The country is going through structural changes in population growth and employment. The changing demographics actually reduce the demand for housing. Sooner or later, we must face the fact that the US economy does not need the current labor force. Furthermore, our labor force is not competitive against the rest of the world in terms of skills and cost. The nation has to decide whether to provide aid indefinitely or to pull the rug out from the unemployed. Regardless, the excess labor force is not going to be home buyers.

If we do not build a single house for the next three years, there will still be plenty of shelter for everyone. Every house constructed is just one added to the excess inventory, further delaying recovery.

Unintended Consequences of Low Mortgage Rate
Bernanke on 60 minutes recently openly admitted that he did not see the subprime crisis coming. If he cannot see the obvious, there is no chance that he would understanding some of the consequences of his actions. During the mid 2000s, almost the entire mortgage universe had been refinanced. This included many baby boomers who were at the last half of the 30 yr mortgage they took out when they purchased their home. The refinance bubble that resulted from the irresponsible actions of Greenspan reset the 30 year mortgage clock. All borrowers looked at was how the refinance lowered their house payment by $xxxx per month, without giving a second thought to the fact that they have also extended the term to a new 30 yr.

Another round of refinancing occurred when Bernanke pushed the rates down to the 4% range. The only borrowers left who have not refinanced are those with no equity and/or are facing foreclosure.

Boomers who are reaching the traditional retirement age find themselves strapped with 25+ years left on their mortgage. Instead of preparing for the mortgage burning party that their parents had when that generation retired, they are wondering how they can make house payments on a lower income upon retirement.
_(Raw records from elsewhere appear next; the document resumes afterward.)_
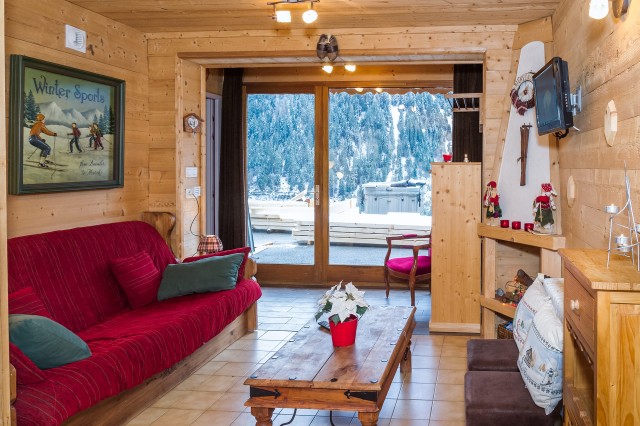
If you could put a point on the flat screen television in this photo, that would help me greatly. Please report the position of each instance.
(553, 98)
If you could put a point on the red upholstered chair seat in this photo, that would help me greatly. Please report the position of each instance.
(404, 265)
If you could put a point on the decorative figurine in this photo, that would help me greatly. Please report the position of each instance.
(543, 207)
(492, 202)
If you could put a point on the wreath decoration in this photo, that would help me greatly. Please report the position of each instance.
(522, 93)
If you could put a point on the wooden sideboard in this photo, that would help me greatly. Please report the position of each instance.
(602, 339)
(455, 266)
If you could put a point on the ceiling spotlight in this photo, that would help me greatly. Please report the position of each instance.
(282, 15)
(310, 15)
(598, 9)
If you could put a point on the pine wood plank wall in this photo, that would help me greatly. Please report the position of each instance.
(118, 51)
(603, 57)
(170, 78)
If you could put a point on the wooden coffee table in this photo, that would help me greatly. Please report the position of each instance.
(308, 372)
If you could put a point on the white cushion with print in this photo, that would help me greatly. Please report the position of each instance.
(555, 290)
(540, 362)
(531, 302)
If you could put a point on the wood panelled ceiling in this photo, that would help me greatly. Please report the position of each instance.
(220, 15)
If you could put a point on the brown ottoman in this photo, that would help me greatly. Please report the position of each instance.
(500, 398)
(492, 355)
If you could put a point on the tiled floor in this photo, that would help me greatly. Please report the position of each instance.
(432, 394)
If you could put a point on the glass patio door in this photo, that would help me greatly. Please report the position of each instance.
(281, 151)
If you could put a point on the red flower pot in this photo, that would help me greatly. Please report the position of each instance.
(344, 333)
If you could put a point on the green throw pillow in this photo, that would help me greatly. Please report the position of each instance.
(47, 343)
(202, 276)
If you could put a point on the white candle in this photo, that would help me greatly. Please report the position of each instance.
(613, 209)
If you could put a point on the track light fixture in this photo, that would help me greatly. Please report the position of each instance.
(308, 17)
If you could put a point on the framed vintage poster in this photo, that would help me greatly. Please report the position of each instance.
(66, 128)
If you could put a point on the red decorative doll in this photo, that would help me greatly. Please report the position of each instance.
(543, 207)
(492, 202)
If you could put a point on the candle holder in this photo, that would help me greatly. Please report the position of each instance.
(627, 242)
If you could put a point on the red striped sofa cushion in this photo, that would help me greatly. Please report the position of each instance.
(138, 277)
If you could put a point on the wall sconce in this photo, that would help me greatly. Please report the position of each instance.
(285, 15)
(599, 9)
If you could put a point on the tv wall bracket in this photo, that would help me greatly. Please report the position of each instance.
(576, 101)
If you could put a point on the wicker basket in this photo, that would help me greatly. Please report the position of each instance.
(504, 333)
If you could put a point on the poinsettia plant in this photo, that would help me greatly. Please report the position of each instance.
(342, 305)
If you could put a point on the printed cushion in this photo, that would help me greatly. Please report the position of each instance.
(555, 290)
(47, 343)
(138, 277)
(404, 265)
(202, 276)
(243, 250)
(26, 301)
(27, 373)
(540, 361)
(531, 302)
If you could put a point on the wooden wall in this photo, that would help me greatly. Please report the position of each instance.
(169, 76)
(117, 51)
(604, 59)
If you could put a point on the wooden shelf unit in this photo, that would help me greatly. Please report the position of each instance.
(504, 252)
(602, 337)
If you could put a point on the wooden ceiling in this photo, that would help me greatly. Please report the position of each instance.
(151, 16)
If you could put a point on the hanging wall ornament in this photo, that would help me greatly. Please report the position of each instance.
(522, 93)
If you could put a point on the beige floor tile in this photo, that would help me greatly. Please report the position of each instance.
(446, 392)
(236, 369)
(418, 361)
(193, 382)
(218, 383)
(387, 408)
(210, 367)
(431, 339)
(413, 409)
(177, 417)
(453, 363)
(198, 400)
(446, 423)
(255, 345)
(231, 355)
(244, 419)
(451, 350)
(230, 401)
(394, 390)
(421, 375)
(217, 418)
(298, 421)
(451, 377)
(446, 410)
(276, 335)
(427, 349)
(422, 391)
(147, 417)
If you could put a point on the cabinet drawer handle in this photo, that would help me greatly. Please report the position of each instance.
(575, 305)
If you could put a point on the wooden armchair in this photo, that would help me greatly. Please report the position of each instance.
(414, 269)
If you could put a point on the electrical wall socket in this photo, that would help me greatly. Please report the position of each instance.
(193, 192)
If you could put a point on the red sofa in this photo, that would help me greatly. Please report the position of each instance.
(70, 271)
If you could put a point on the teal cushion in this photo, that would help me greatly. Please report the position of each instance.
(47, 343)
(202, 276)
Since this is just the first year of the boomers reaching 65, this is going to be a negative drag on housing for years to come.

Conclusion

2010 was the year of the World Cup of Can Kicking. Greece, Ireland, UK, ECB and of course the US all kicked the can down the road. Unfortunately, the can is heavy and the kickers exhausted. Some type of catastrophic collapse is imminent. These are not predictions, these are facts. We know foreclosures are coming. We know rates have stopped going down. We know the Feds have no announced plans to support or drive mortgage rates down. Unknown is how extreme bailouts may be.

That said, I actually believe it would be positive if there are a few major mishaps. If Greece, or Ireland default on their bonds, it will free them of the ball and chain that hinders recovery. If the US real estate market collapses, may be there will be true fre/fnm reform, may be the builders would be forced to stop building and may be we can be on our way to true sustainable recovery under the new norm, and may be, just may be, Bernanke will resign.